At the centre of the festivities is Bonten, represented by this bamboo pole and white streamers. Bonten was originally a Hindu deity who acted as a protector for Buddha, and Agata Shrine is the protective shrine for Byodo-in.

Uji City lies to the south-east of Kyoto and is well-known for its green tea.  In Heian times the area acted as a resort for the aristocracy, and it features as the setting for the last part of Genji Monogatari.  It is known too for the World Heritage site of Byodo-in, an exquisite Amida Hall and pond garden.

The guardian shrine for Byodo-in is Agata Jinja, which held its annual festival last night.  It’s normally a packed bustling affair, but heavy rain dampened the crowds this year.  A difference of opinion with Uji Shrine too appears to have split the festival in two.  According to what I was told, the procession even had to be cancelled last year, though I was unable to get the details.

Princess Konohanasakuya

Princess Konohanasakuya, main deity of Agata Shrine

For the populace, the main attraction is hundreds of yatai stores that line the street leading to the shrine.  It’s so narrow that people can only circulate in one direction, and the stores do a roaring trade in food and games mainly aimed at children.

Meanwhile at the shrine there was an engaging retelling of the story about the shrine’s main deity, Princess Konohanasakuya.  I thought at first it must be a kagura play, but it turned out to be more of a modern musical mixing the traditional style of masks and costumes with a narrator and songs backed by taped accompaniment.

Because of the dispute there were two different processions this year, one starting from Agata Shrine and the other, oddly, from the tabisho which Uji Shrine appeared to have commandeered.  The procession usually takes place after midnight, when lights are turned off to heighten the atmosphere of mystery and darkness.  This year, however, one of the processions set off early and because of the rain this was the one I chose to follow.

There were two floats, both borne on the shoulders of men in happi.  One had a fierce looking shishsi (Chinese lion) and the men yelled ‘yoiya, yoiya’.  The other represented Bonten, a kami protector of Buddhism represented by a pole with white paper streamers.  (According to the shrine office at Agata Shrine, when the deity there is transferred to the float, it mutates into Bonten.) Here the men were shouting, ‘Washoi, washoi.’  As the float was carried around, one of the men stood on top and grasped the pole with one hand, his head buried in the paper streamers, with the other hand stretched out in protective manner (images of Bonten often show an arm outstretched like this):

DSCN5031Every so often the floats would stop to be violently rocked or spun around.  This was both exhilarating and dangerous.  In both cases there were men still on the float who clutched the central pole for their dear life as they were rotated 180 degrees or whirled round and round at dizzying speed.  It was as if designed to test the limits of human ability.

The event made me ponder the nature of such festivals.  In times past the wild abandon and high risk  must have served as release for communities whose lives were characterised by hardship and suffering.  There’s an element of euphoria too, by which participants are taken out of themselves and closer to the spirit world.  In these moments of ‘living on the edge’ comes a real sense of transport and transcendence.  In the wild delirium is a communion of human and kami.

Kagura with Ninigi and Konohanasakuya

Narrator and Princess Konohanasakuya seated to the left, while Ninigi no mikoto receives an adjustment to his costume.

Shishi

The shishi (Chinese lion) that was carried around central Uji to help purify and reinvigorate the area for another year.

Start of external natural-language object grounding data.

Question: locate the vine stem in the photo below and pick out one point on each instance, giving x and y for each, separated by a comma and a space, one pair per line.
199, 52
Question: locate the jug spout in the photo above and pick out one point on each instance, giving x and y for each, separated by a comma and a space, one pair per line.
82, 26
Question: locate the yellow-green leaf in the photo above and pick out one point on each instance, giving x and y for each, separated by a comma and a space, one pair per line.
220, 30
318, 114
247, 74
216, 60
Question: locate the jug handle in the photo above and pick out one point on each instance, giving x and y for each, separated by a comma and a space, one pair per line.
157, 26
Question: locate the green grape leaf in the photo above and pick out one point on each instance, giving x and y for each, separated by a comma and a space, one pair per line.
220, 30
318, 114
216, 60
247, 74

The shishi has magical powers to repel evil.

Five colours

In the wake of Bonten was a man carrying five coloured cloths (representing the five elements) and wearing a distinctive happi patterned in the manner of the paper strips on Bonten

Every so often there was some serious rocking and rolling...

Every so often there was some serious rocking and rolling…

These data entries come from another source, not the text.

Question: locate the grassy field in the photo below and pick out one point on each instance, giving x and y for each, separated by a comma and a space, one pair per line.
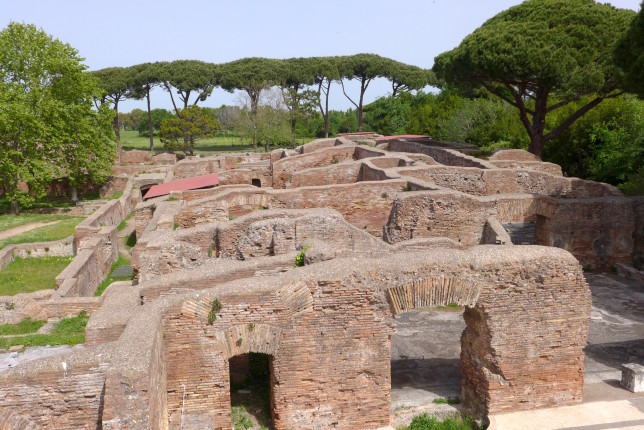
69, 331
25, 275
426, 422
25, 326
10, 221
130, 139
60, 230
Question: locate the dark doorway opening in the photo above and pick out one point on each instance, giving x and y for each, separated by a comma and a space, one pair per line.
426, 363
251, 397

...even as the rain came pouring down, making it rough seas for some.

…even as the rain came pouring down, making it rough seas for some.

Konohanasakuyahime

And presiding over it all was the blossom deity, Princess Konohanasakuya, mythical ancestor of the imperial family, whose story is central to the mystery of why the emperors, though born of a divine lineage, are mortal like other humans.

2 Comments

  1. Hugo

    Cool story, you went in the rain last nite…. Determination…..

    • John D.

      Yes and it was not a bad idea because the crowds were heavily reduced and I could get up close to what I wanted. Walking up the streets with stalls was bad enough even with the reduced crowds! Anyway, it was far more comfortable than standing in the heat of a sunny day for hours like you do. That’s true devotion!